The invention relates to a method for synthesizing tert-butyl-N-methyl-4-vinyl phenyl carbamate, which is characterized in that the methylation reagent is methyl iodide or dimethyl sulfate.
The invention relates to a synthesis method of tert-butyl-N-methyl-4-vinyl phenyl carbamate, which is characterized in that the alkali is sodium hydride or potassium tert-butoxide.
The synthesis method of the tert-butyl-N-methyl-4-vinylphenyl carbamate is characterized in that the organic solvent is acetonitrile, DMF, THF, DMA or NMP.
The synthesis method of the tert-butyl-N-methyl-4-vinyl phenyl carbamate is characterized in that the molar ratio of the substrate to the alkali is 1: (2-5), the molar ratio of the substrate to the methylating agent is 1: (1-3).
The synthesis method of the tert-butyl-N-methyl-4-vinylphenyl carbamate is characterized in that the reaction is carried out under the protection of nitrogen, firstly in an ice bath, then in a room temperature, preferably in the ice bath for 1 hour, and then in the room temperature overnight.
The invention relates to a method for synthesizing tert-butyl-N-methyl-4-vinylphenyl carbamate, which is characterized in that distilled water is added into a reaction system to obtain a mixture, ethyl acetate is used for extraction to obtain an organic phase, the organic phase is washed with saturated saline water, dried and concentrated by anhydrous sodium sulfate, and then silica gel column chromatography separation and purification are carried out by using an eluent to obtain tert-butyl-N-methyl-4-vinylphenyl carbamate.
Compared with the prior art, the invention has the beneficial effects that: the synthesis method of the (E) -tert-butyl-4- (2- (6- (2- (2- (2-hydroxyethoxy) ethoxy) pyridin-3-yl) vinyl) phenyl (methyl) carbamate disclosed by the invention has fewer reaction steps, avoids using an pungent odor reagent, and can directly purify an intermediate and a target compound prepared by the route through recrystallization.

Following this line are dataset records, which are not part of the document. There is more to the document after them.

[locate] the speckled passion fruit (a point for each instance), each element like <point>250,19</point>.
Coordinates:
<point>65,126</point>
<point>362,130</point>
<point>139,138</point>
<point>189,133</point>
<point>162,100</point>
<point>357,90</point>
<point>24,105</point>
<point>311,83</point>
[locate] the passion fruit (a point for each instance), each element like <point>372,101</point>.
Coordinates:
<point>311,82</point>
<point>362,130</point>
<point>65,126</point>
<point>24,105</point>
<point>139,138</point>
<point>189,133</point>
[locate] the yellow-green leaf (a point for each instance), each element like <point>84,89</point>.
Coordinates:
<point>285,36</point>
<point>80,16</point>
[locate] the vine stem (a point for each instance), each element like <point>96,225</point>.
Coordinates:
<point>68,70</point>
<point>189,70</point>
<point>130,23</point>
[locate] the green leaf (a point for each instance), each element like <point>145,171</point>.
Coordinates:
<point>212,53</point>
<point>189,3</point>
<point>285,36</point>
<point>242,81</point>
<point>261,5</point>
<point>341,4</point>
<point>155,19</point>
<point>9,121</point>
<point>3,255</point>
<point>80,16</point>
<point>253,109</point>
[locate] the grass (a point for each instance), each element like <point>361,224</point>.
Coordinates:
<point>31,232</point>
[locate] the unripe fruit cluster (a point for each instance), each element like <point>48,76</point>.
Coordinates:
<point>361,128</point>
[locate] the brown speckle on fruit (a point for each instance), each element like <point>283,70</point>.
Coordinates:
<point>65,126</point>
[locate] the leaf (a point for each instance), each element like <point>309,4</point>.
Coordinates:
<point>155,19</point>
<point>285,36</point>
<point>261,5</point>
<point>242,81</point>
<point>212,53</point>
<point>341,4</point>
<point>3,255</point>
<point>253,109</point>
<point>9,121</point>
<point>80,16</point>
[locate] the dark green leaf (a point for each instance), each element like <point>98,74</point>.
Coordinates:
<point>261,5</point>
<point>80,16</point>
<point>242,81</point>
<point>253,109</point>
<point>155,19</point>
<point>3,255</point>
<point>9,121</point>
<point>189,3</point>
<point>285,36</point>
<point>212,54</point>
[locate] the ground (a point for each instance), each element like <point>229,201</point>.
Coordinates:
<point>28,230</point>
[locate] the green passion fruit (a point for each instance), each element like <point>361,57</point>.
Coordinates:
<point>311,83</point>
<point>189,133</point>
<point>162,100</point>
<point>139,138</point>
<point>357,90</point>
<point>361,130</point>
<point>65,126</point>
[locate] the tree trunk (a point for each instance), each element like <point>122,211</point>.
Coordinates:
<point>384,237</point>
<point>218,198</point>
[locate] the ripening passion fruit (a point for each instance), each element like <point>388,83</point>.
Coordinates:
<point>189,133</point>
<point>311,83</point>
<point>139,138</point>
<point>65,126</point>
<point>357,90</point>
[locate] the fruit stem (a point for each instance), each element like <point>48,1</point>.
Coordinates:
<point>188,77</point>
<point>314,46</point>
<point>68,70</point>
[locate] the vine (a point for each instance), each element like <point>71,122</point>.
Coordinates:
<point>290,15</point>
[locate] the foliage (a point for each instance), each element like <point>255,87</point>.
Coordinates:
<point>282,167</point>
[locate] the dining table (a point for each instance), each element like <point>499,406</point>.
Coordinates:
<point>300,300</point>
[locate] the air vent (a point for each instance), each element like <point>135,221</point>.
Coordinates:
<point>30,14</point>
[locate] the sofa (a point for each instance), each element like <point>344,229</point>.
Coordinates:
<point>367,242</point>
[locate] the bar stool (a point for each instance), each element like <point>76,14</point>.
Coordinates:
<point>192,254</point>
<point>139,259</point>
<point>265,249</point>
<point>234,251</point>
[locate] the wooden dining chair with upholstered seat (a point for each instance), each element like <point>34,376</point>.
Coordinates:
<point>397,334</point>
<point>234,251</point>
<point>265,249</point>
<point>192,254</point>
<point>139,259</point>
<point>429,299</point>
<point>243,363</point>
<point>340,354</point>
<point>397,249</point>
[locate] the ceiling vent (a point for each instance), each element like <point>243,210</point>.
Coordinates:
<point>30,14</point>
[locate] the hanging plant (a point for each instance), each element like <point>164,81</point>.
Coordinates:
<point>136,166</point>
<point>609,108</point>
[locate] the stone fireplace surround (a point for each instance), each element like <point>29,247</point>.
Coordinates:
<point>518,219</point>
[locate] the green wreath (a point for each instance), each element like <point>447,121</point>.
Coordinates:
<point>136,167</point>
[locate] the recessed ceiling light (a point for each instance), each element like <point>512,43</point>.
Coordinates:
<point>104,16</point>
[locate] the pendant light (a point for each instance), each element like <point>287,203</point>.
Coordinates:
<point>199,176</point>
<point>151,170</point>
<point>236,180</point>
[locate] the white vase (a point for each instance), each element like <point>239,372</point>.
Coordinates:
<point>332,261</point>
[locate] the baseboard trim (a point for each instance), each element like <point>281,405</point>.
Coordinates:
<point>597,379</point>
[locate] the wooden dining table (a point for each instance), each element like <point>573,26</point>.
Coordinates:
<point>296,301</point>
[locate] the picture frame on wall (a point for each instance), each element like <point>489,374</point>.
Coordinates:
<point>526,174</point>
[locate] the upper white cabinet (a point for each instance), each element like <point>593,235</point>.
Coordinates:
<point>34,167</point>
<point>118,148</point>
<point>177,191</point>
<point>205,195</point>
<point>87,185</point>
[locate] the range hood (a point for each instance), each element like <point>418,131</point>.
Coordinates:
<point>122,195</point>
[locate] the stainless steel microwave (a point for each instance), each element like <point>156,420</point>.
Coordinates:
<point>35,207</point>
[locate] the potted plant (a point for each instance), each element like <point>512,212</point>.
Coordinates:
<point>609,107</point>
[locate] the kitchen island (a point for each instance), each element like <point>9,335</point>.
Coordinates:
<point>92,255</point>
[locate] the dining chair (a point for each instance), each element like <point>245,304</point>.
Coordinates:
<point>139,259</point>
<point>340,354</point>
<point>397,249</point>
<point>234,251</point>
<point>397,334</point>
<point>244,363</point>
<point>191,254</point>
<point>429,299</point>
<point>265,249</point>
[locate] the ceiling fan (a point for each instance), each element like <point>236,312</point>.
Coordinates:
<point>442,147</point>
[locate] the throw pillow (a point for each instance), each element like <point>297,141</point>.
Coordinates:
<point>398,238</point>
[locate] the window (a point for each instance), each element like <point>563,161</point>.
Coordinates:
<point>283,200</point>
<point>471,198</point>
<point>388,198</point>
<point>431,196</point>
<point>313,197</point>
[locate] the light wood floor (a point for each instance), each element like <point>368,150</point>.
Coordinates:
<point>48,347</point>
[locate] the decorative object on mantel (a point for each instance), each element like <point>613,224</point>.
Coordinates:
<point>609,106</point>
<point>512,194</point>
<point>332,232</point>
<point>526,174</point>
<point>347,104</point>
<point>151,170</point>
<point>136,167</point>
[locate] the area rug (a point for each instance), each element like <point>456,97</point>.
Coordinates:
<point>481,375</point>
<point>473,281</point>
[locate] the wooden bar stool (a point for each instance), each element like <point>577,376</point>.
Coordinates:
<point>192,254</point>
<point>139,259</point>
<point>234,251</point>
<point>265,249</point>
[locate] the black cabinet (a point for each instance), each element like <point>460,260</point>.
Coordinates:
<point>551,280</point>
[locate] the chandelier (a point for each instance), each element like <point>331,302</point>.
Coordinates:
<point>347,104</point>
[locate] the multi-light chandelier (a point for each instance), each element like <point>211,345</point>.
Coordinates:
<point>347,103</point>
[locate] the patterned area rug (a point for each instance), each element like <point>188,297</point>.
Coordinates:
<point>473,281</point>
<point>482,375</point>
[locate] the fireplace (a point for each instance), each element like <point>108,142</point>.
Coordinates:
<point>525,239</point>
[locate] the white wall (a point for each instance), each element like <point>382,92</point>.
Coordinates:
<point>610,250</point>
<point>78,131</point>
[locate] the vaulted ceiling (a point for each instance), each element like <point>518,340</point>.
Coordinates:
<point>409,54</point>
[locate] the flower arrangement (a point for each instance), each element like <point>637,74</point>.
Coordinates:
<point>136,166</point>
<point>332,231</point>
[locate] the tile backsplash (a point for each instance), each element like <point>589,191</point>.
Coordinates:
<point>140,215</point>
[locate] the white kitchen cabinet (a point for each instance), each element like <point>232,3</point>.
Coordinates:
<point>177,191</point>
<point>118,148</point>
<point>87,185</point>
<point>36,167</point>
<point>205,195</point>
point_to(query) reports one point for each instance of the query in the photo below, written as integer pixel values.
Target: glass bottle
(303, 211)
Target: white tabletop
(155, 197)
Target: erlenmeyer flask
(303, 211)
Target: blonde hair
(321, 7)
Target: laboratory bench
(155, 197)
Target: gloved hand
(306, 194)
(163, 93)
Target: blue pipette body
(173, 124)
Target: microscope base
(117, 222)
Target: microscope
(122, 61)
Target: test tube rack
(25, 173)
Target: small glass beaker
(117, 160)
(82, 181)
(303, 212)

The synthesis method of tert-butyl-N-methyl-4-vinyl phenyl carbamate disclosed by the invention has the advantages that the cost of raw materials is low, the methylation and elimination reactions are finished simultaneously by adopting a one-pot method, the operation is simple and convenient, and the yield can reach more than 90%.
Detailed Description
The following description of the embodiments of the present invention will be provided to illustrate some, but not all embodiments of the present invention. All other embodiments, which can be made by those skilled in the art based on the embodiments of the invention without making any inventive effort, are intended to be within the scope of the invention. Unless specifically indicated in the specification, the components and materials used in the various examples herein are all of analytical grade.
Step (1): HECK reaction between tert-butyl-N-methyl-4-vinyl phenyl carbamate and 2-bromo-5-iodopyridine to obtain intermediate A
Example 1
tert-butyl-N-methyl-4-vinylphenylcarbamate (5.13 g,22 mmol), 2-bromo-5-iodopyridine (5.66 g,20 mmol), TBAB (12.9 g,40 mmol), K under nitrogen 2 CO 3 (6.91g,50mmol),Pd(OAc) 2 (224 mg,1.0 mmol) was suspended in 150mL DMF and reacted at 65℃for 3 hours. Cooling to room temperature, adding 300mL of water, extracting with ethyl acetateTake (300 mL. Times.3). The organic phases were combined and washed with saturated brine (500 mL. Times.2). The organic phase was dried over anhydrous sodium sulfate. After concentration under reduced pressure, the crude product was recrystallized from methylene chloride/n-hexane to give 6.43g of a white solid in 82.6% yield.
Example 2
tert-butyl-N-methyl-4-vinylphenylcarbamate (5.13 g,22 mmol), 2-bromo-5-iodopyridine (5.68 g,20 mmol), pdCl under nitrogen 2 (177mg,1.0mmol),TBAB(645mg,2mmol),K 2 CO 3 (2.76 g,20 mmol) was suspended in 100mL DMF and reacted at 65℃for 3 hours. Cooled to room temperature, 200mL of water was added, and extraction was performed with ethyl acetate (200 mL. Times.3). The organic phases were combined and washed with saturated brine (500 mL. Times.2). The organic phase was dried over anhydrous sodium sulfate. After concentration under reduced pressure, the crude product was recrystallized from acetonitrile to give 6.03g of a white solid in 77.4% yield.
Example 3
tert-butyl-N-methyl-4-vinylphenylcarbamate (5.13 g,22 mmol), 2-bromo-5-iodopyridine (5.68 g,20 mmol), pd (OAc) under nitrogen 2 (224mg,1.0mmol),TBAB(645mg,2mmol),K 2 CO 3 (2.76 g,20 mmol) was suspended in 100mL DMF and reacted at 65℃for 3 hours. Cooled to room temperature, 200mL of water was added, and extraction was performed with ethyl acetate (200 mL. Times.3). The organic phases were combined and washed with saturated brine (500 mL. Times.2). The organic phase was dried over anhydrous sodium sulfate. After concentration under reduced pressure, the crude product was recrystallized from acetonitrile to give 5.87g of a white solid in 75.4% yield.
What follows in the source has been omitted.